Nov. 21 (Bloomberg) -- Schoeller-Bleckmann Oilfield Equipment AG, a producer of gear to extract oil from hard-to-reach places, said third-quarter new orders weakened and clients may turn “temporarily cautious.”
The order backlog fell 9 percent to 190.3 million euros ($243 million) in the three months to September, the Ternitz, Austria-based company said today in a report. New orders “slightly diminished” in the period, Schoeller-Bleckmann said.
“Given customers’ overly optimistic ordering behavior in the first half of 2012 and the still unclear outlook for further global economic development, a temporarily cautious spending policy” of its customers “has to be taken into account,” Schoeller-Bleckmann said.
Net income increased 46 percent to 19.65 million euros in the period, up from 13.65 million euros a year earlier, according to the producer.
Schoeller-Bleckmann fell as much as 2 percent in Vienna trading and was 1.2 percent lower at 72.39 euros by 9:14 a.m.
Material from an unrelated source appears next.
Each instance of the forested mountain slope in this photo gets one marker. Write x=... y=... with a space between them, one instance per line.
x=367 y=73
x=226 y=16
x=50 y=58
That cut the stock’s gain this year to 5 percent.
The company had said in August that third-quarter orders were “strong” after reporting record profit and sales in the first half.
Schoeller-Bleckmann makes directional-drilling equipment to extract crude on land and under water, and has benefited from higher oil prices that justify bigger investments into production in places that require more elaborate technology.